On Sun, 15 Dec 2013 08:51:33 -0800
Sebastiano Vigna <vigna(a)di.unimi.it> wrote:
On 15 Dec 2013, at 3:30 AM, Maarten Dammers
<maarten(a)mdammers.nl> wrote:
I would love to have some sort of dump or (even
better) a central service I can query. It should contain for all Wikimedia projects:
* Page links (page A links to page B)
* Category links (page A is in category C)
* Image links (page A uses image I)
* Interlanguage links (page A in language en links to page A' in language nl)
* Interproject links (page A in the English Wikipedia links to page A' on Wikimedia
Commons)
And to make it really complete:
* Wikidata claims (item A has a claim pointing to item B)
Well, somehow that would be a more interesting graph to build--all pages, all languages,
all images, all categories, all together. Probably in the 100M pages/5B arcs range. Having
all languages together would help to make inference/learning easier by working on the
English part and then propagating the results. At that point, actually, compression would
be essential in making it an in-core data structure.

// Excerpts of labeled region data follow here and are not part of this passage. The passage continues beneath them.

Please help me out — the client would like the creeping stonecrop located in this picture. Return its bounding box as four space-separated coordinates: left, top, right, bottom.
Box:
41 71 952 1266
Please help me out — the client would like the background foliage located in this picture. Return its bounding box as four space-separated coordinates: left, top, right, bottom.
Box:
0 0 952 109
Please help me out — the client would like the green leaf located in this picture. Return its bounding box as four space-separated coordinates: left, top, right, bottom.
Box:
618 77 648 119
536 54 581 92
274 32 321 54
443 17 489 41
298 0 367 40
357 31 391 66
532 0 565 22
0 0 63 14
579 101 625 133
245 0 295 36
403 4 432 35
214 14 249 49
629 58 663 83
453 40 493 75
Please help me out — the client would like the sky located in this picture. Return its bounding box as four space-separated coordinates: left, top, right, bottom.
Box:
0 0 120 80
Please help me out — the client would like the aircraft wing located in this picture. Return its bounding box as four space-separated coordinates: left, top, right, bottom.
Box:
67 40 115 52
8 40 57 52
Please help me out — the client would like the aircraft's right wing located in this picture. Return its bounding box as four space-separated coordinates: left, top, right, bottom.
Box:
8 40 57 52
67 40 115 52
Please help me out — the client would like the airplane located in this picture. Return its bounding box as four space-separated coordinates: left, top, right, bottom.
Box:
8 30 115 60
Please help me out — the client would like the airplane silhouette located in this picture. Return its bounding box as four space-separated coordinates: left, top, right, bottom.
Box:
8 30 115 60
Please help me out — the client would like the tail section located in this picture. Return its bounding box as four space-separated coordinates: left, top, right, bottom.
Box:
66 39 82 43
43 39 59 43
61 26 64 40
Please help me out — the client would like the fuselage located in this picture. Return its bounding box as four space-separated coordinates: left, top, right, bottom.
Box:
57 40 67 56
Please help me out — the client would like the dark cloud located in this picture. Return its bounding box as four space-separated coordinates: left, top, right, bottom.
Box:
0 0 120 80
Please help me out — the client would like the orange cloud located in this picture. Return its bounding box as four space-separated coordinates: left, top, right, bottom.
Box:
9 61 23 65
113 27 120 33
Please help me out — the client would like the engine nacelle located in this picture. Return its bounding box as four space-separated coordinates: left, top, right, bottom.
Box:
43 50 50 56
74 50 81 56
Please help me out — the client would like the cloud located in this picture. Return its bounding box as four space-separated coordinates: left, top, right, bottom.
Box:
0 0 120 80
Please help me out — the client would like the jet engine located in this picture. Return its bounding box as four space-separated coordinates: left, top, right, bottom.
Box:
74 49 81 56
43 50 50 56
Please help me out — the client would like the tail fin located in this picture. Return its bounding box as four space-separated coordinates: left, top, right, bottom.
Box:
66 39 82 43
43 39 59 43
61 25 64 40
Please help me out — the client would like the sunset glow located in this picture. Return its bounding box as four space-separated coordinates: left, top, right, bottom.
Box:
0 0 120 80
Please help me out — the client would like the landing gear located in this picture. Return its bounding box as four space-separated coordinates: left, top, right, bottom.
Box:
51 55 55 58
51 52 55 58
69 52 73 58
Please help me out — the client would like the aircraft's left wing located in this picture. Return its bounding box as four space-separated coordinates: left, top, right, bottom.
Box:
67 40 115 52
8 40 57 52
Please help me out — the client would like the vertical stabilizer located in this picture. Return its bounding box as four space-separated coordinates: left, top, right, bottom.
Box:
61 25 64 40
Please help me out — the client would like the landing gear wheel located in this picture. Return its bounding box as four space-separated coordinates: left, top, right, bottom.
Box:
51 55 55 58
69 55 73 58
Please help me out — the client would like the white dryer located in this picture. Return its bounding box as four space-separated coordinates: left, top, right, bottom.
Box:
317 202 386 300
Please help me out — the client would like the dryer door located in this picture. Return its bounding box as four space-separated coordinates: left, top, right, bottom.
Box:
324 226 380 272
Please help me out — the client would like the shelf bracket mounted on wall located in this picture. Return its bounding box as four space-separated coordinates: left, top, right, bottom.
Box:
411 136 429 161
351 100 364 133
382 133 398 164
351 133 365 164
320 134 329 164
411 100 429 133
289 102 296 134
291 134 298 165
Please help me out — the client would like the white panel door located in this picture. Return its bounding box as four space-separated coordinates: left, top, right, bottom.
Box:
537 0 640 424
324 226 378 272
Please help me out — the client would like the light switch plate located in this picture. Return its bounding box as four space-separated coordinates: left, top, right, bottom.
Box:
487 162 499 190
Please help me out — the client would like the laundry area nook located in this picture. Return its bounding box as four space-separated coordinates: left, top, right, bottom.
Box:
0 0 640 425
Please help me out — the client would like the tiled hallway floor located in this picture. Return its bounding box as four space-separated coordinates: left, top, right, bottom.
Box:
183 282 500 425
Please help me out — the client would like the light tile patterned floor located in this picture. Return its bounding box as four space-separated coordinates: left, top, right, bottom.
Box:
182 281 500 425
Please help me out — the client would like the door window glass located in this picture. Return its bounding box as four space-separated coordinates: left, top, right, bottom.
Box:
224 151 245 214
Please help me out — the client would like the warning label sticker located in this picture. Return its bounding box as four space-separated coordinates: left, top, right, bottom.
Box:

Not sure how practical it would be to put this all into one graph. In
CatGraph we have one instance for the category/page structure of each
supported language. These live in separate processes each. They talk
to a server process which talks to clients. The largest single graph
has about 76 million arcs (enwiki category links). Currently there is
one server process on one host, but we could distribute that to several
hosts when we need to, e.g. when we need more RAM. This approach scales
better than one single in-memory graph for *everything*.